Additionally, we notice that the RoBERTa-trained pause fillers prediction module has a greater influence compared to the BERT-trained module. This indicates the critical role of model selection and training methods in the performance of personalized models. The RoBERTa model’s natural language processing capabilities are more robust, leading to better performance in text comprehension and, consequently, improved speech synthesis quality when faced with extended textual inputs.
Finally, the results of this study hold significant implications for the practical application of speech synthesis systems. It provides a method to enhance the performance of speech synthesis systems and offers valuable insights for future research. By improving the naturalness of synthesized speech, we can better meet user needs, making interactions between users and speech synthesis systems more comfortable and natural. In the future, further research and improvements in personalized models offer opportunities to enhance the performance and user experience of speech synthesis systems.

6. Conclusions

The methods proposed in this paper hold significant practical importance for enhancing the robustness of speech synthesis systems, particularly when addressing the challenge of increasing text length. While scholars typically tend to train models applicable to everyone for personalized speech synthesis, our paper introduces a method that groups speakers based on the positions and usage frequencies of pause fillers, allowing for the training of personalized pause fillers prediction modules for each individual. This approach effectively reduces the data and time costs required to train models for each speaker, thereby improving model practicality.
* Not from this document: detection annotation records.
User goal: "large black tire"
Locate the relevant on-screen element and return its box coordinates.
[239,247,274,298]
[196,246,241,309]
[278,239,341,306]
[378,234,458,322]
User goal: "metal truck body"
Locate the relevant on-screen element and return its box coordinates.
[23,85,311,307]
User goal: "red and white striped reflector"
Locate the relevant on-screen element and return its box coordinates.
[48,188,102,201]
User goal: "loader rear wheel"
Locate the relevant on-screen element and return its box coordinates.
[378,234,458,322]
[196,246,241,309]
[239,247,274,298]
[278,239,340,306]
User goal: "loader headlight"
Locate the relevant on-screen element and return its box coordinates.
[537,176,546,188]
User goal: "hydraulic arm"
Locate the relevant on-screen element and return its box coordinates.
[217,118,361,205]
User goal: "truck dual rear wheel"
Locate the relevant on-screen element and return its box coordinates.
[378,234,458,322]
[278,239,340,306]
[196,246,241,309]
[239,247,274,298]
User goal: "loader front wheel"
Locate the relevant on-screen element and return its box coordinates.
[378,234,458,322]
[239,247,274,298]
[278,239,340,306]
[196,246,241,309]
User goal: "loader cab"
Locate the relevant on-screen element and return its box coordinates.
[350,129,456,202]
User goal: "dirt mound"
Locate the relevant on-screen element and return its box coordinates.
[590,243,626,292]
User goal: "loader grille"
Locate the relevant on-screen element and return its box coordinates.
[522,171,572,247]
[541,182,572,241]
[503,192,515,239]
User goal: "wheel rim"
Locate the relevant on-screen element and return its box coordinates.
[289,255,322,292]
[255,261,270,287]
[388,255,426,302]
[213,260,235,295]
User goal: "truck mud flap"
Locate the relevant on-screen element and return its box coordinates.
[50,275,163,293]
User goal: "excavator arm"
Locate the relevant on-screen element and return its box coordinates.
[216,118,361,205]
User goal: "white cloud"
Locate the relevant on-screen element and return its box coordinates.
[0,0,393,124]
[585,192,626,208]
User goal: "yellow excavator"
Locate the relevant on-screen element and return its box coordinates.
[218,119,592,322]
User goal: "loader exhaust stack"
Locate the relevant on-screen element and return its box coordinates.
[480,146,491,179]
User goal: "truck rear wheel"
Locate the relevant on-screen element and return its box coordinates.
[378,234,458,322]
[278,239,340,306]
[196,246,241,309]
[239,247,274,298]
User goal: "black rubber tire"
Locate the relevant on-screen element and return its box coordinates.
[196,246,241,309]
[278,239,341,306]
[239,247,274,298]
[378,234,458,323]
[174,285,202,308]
Through this method, we successfully address several challenges in pause fillers prediction, laying a solid foundation for more natural and high-quality speech synthesis.
Furthermore, by introducing the RoBERTa-trained pause fillers prediction module, we significantly enhance the performance of speech synthesis systems, particularly in the synthesis of lengthy texts. The depth and breadth of RoBERTa’s capabilities in natural language processing mean that it excels in pause fillers prediction tasks, providing a strong foundation for improving the naturalness and quality of speech synthesis. This research contributes valuable methods and insights to the field of speech synthesis, offering robust support for the realization of more intelligent and personalized speech synthesis systems. Future research directions include further optimization of personalized models to cater to different individuals’ speech preferences and exploring the potential applications of pause fillers prediction models in real-world speech synthesis scenarios.

Author Contributions

Conceptualization, L.Y.; Data curation, X.Z.; Formal analysis, X.Z.; Funding acquisition, L.Y. and F.N.; Investigation, X.Z.; Methodology, L.Y.; Project administration, X.Z.; Resources, X.Z.; Software, L.Y.; Supervision, F.N.; Validation, L.Y.; Visualization, X.Z.; Writing—original draft, L.Y.; Writing—review and editing, X.Z. All authors have read and agreed to the published version of the manuscript.

Funding

This research was supported by the Liaoning Provincial Education Department Fund (LJKMZ20220965, LJKZ0624).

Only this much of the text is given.